Sao Paulo have the best defensive record in the competition, with just four goals conceded in nine games.
But they have only scored nine, with five of them coming from Adriano.
One of the team's biggest problems is the lack of a playmaker, so on Wednesday night Adriano filled that role as well.
He dropped deep to pick up possession, threaded through intelligent passes with his surprisingly subtle left foot, got up into the area to finish, created havoc in the air - in short, he was a one-man attack.
In addition to his technical qualities, what really stood out was his physical strength. As one Brazilian journalist commented, it was like watching a player of 18 up against 13-year-olds.
Adriano is a symbol of the process by which the Brazilian national team has bulked up over the years.
Physical preparation has long been taken very seriously in Brazilian football, but after the rise of Northern European football, and especially the Holland side of 1974, it became an obsession.
When he was co-ordinating Brazil's youth sides, former left-back Branco told me that right from the start of the process he was looking for big, strong boys.
Cabanas was top scorer in last year's Libertadores
If we can match the Europeans in physical terms, went the thinking, our technique will tip the balance.
It is a methodology that has brought results. But, like anything, it can be taken too far.
And perhaps because of this Olympian way of thinking - bigger, stronger, faster - a couple of Brazilian clubs have run into an ambush in the current Libertadores campaign.
Three weeks ago Salvador Cabanas was being treated as a laughing stock in the Brazilian press - but nobody is laughing now.

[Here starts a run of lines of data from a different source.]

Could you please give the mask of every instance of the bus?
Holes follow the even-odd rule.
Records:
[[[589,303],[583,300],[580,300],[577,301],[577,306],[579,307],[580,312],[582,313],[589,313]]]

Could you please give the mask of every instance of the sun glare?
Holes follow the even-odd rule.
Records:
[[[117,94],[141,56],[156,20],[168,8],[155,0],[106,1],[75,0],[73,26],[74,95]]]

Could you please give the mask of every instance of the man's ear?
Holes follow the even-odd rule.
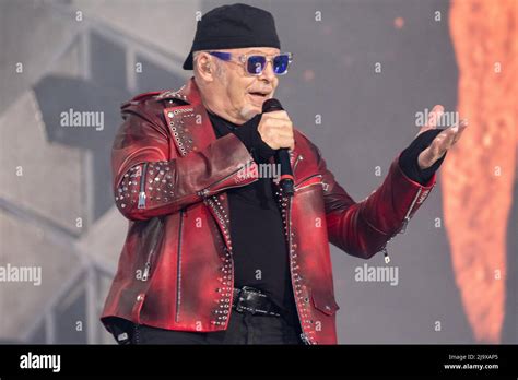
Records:
[[[196,60],[196,66],[199,75],[208,82],[212,82],[214,80],[214,62],[212,61],[212,57],[210,57],[207,52],[201,52]]]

Cabanas is a Paraguayan striker who plays for America of Mexico. He is short and stocky - many would say overweight. He could not possibly offer a threat, it was said.
That was before he stunned Flamengo of Rio, scoring twice in an epic 3-0 win in the Maracana stadium, and sending America through to the quarter-finals after they had lost the first leg 4-2 at home.

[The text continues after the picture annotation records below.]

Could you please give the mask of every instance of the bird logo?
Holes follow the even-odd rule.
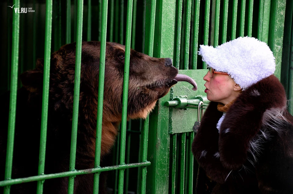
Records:
[[[13,7],[13,6],[14,6],[14,5],[16,5],[16,4],[15,4],[14,5],[12,5],[12,7],[11,7],[11,6],[7,6],[7,7],[10,7],[11,8],[11,9],[12,9],[12,8]]]

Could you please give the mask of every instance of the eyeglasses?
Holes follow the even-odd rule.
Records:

Last week he scored two more against Santos, putting America in a strong position for Thursday's return game.
Ferenc Puskas was no sylph, and nor was Gerd Muller. It didn't stop them being great players.
Football is a game of twisting and turning, where much of the action takes place on the ground. A low centre of gravity is an advantage.
Cabanas should have come as no surprise. He was top scorer in last year's Libertadores.
He is strong on the ball, has excellent touch, turns wonderfully well, can shoot with either foot and has a well tuned positional sense.
He is a master at pulling away to the edges of the penalty area, ready to cut in on the diagonal - a bit like Romario, the stocky little striker who has consistently warned that Brazilian football is giving priority to physical over technical attributes.
In a column written last year, 1970 star Tostao argued that Romario was the last of the great small Brazilian strikers.
"If he arrived today in the junior divisions of a major club either the coach would place him in midfield or he would be rejected."
Adriano at his best shows that a balance can be found between physical strength and technical ability, but perhaps even as he scores goals against their teams Cabanas is making an equally important contribution to Brazilian football.
He is reminding it of its own essence, and of the essence of the game itself - it is a sport where all shapes and sizes are welcome.